Gay marriage supporters 'ecstatic' after day in court »Play Video
Plaintiffs Ben West, right, and Paul Rummell walk into the federal courthouse where a federal judge heard oral arguments in two cases challenging Oregon's ban on same-sex marriage in Eugene, Ore., Wednesday, April 23, 2014. (AP Photo/Don Ryan)

EUGENE, Ore. – Same-sex couples had their day in court Wednesday as they fought for their right to get married.

During oral arguments before Judge Michael McShane, lawyers representing the four couples, who filed lawsuits, focused on liberty and equality. They said the state’s ban on same-sex marriage demeans same-sex couples and humiliates children, and they said voters in 2004 who approved the ban were misinformed.

The state’s top attorneys were also in court. They argued that there was no rational justification to defend the ban, even though they have an obligation to defend law when possible.

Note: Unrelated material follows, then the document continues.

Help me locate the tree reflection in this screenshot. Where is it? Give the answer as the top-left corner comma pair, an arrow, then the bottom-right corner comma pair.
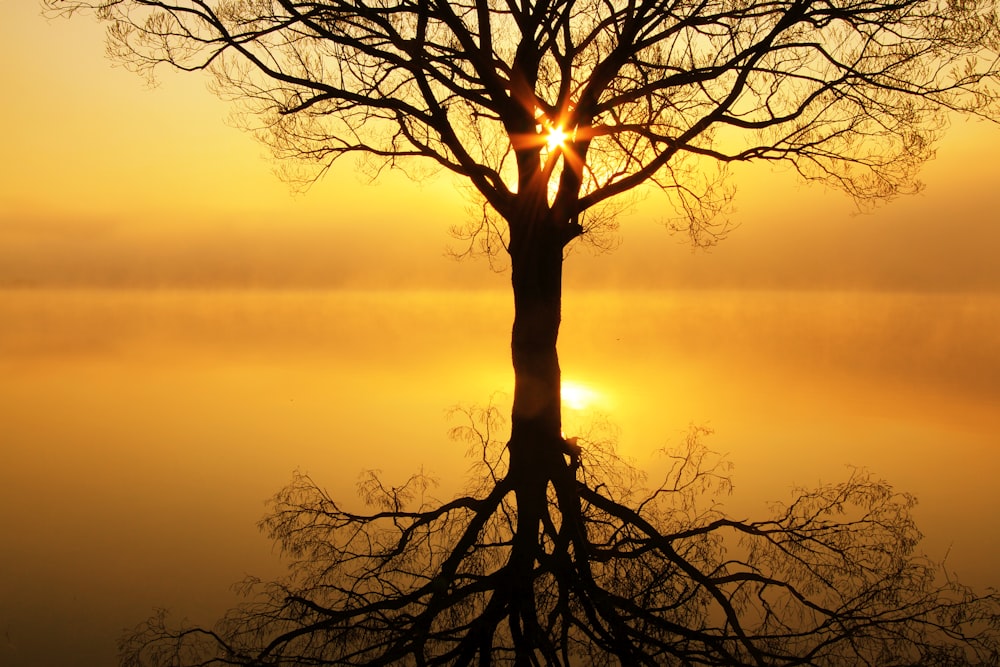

Gay marriage supporters were “ecstatic” about Wednesday’s court arguments.

“To be a part of this process has been very humbling,” Paul Rummell, a plaintiff in the case told KATU News after court. His partner, Ben West, stood next to him. “To stand here representing LGBT families for the state of Oregon – again, it feels like a huge responsibility, but one that I’m very proud to be a part of,” Rummell continued.

West was optimistic that the state’s ban on gay marriage will be overturned and said he thinks gay marriage supporters have a strong case.

There were no arguments against overturning the ban Wednesday; however, that could change. The National Organization for Marriage has said it will defend Oregon’s ban and the judge said Tuesday that he won’t make a decision until at least May 14 as he decides on the group’s request to defend the law.

The chairman of the group, John Eastman, did attend the hearing, however.

"There were a lot of arguments that could have been made that were not," he said outside of court. "There were a lot of questions I thought the judge asked that started to go down that route. But there were other questions that I think could have been asked, and I think they would have been had an opposing view been offered in the court."

In other states where gay marriage bans have been challenged, defenders have argued that marriage is intended to create a stable family unit from relationships that can result in procreation, which they say is a legitimate government interest.

McShane did not say which way he was leaning during the hearing. His questioning focused heavily on how he should apply precedents from higher courts and whether he should delay implementation of his ruling until appeals courts sort out gay marriage cases pending around the country.

The judge is deciding two parallel cases. The couples who filed suit are asking him to declare the ban unconstitutional and allow same-sex couples to wed. They also want an order that same-sex marriages performed in other states must be recognized in Oregon.
The plaintiffs are making two arguments based on of the U.S. Constitution's equal-protection and due-process clauses. They say the ban, known as Measure 36, is unconstitutionally discriminatory because it serves no legitimate government interest. And they argue that marriage is a fundamental right of all Americans, but gays and lesbians are being excluded.
"Measure 36 has walled off an entire class of citizens," said Lake Perriguey, a lawyer for two of the couples who filed suit.
Since the U.S. Supreme Court struck down a portion of the federal Defense of Marriage Act, federal judges have struck down as unconstitutional voter-approved bans on same-sex marriage in five states: Utah, Oklahoma, Michigan, Texas and Virginia. In three other states - Ohio, Kentucky and Tennessee - federal judges have ordered the recognition of same-sex marriages that occurred out-of-state.
Like Oregon's Attorney General Ellen Rosenblum, Democratic attorneys general in at least seven states have refused to defend their state bans on same-sex marriage.

Gay rights groups say they've collected enough signatures to force a statewide vote on gay marriage in November, but they'll discard them and drop their campaign if the court rules in their favor by May 23.
Oregon law has long prohibited same-sex marriage, and voters added the ban to the state constitution in 2004. The decision, approved by 57 percent of voters, came months after Multnomah County, which is the state's largest and includes Portland, briefly issued marriage licenses to same-sex couples. About 3,000 gay couples were allowed to marry before a judge halted the practice. The marriages were later invalidated by the Oregon Supreme Court.
McShane is Oregon's newest federal judge, appointed by President Barack Obama and confirmed by the Senate last year.